The typical feedstock treated by these processes contains paraffinic, naphthenic and aromatic hydrocarbons containing 5 to 12 carbon atoms per molecule. This load is defined, among other things, by its density and its weight composition. This filler is contacted with the catalyst of the present invention at a temperature between 400 and 700 ° C. The mass flow rate of treated filler per unit mass of catalyst can vary from 0.1 to 10 kg / kg / h. The operating pressure can be set between atmospheric pressure and 4 MPa.A part of the hydrogen produced is recycled at a molar recycle rate of between 0.1 and 8.0.This rate is the molar ratio of recycled hydrogen flow rate. on charge flow.
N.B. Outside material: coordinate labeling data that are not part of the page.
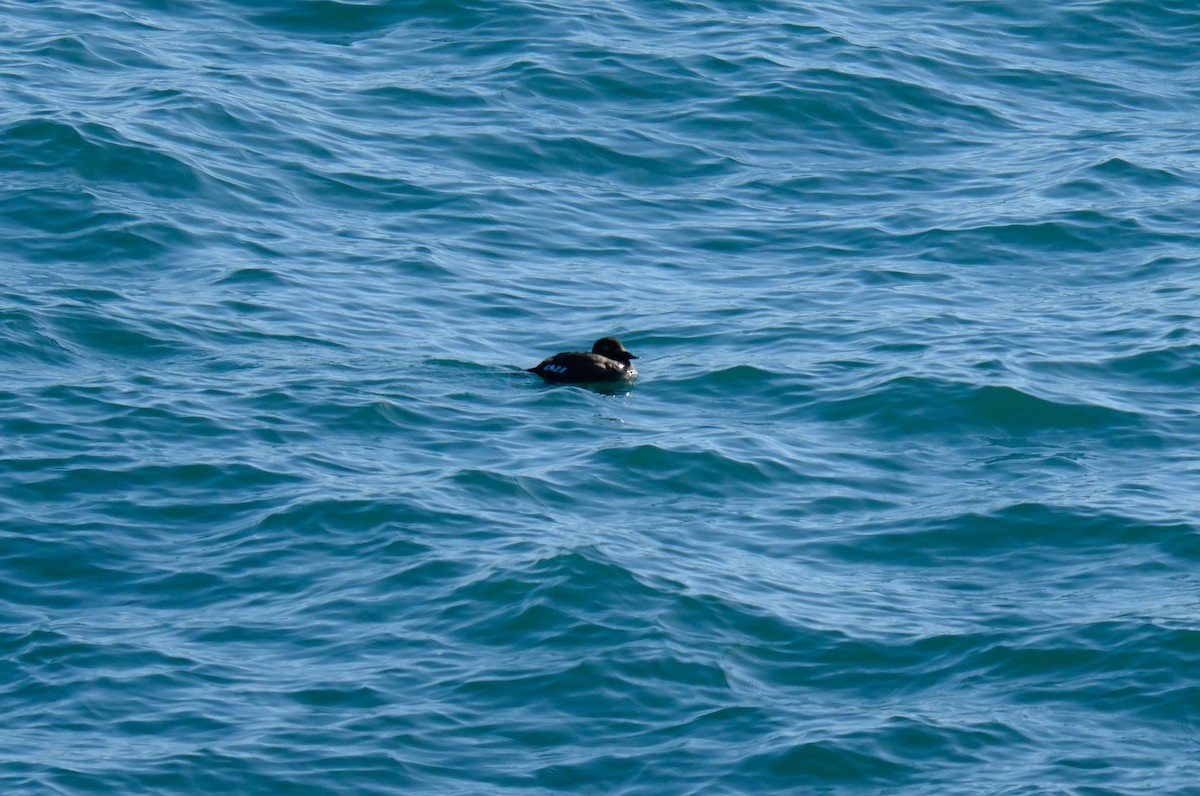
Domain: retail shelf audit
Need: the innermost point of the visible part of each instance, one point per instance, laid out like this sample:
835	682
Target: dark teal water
906	498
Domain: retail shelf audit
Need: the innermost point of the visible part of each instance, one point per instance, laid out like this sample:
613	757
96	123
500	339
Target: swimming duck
607	361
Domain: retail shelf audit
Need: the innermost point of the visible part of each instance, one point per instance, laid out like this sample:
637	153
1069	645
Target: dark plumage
607	361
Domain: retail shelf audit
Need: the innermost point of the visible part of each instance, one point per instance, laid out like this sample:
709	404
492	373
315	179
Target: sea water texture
906	498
The following examples specify the invention without limiting its scope.

Example 1: Formatting matrices
The matrix A is prepared by extrusion of an alumina powder whose specific surface is 220 m 2 / g. The matrix B is prepared by mechanical mixing of powders of the same alumina and alumina n with a specific surface area equal to 320 m 2 / g and which has been prepared by calcination of bayerite. The proportion of alumina is 8% by weight. This mixture is then shaped by extrusion. The two extruded matrices A and B are calcined under a stream of dry air at 5200C for 3 h.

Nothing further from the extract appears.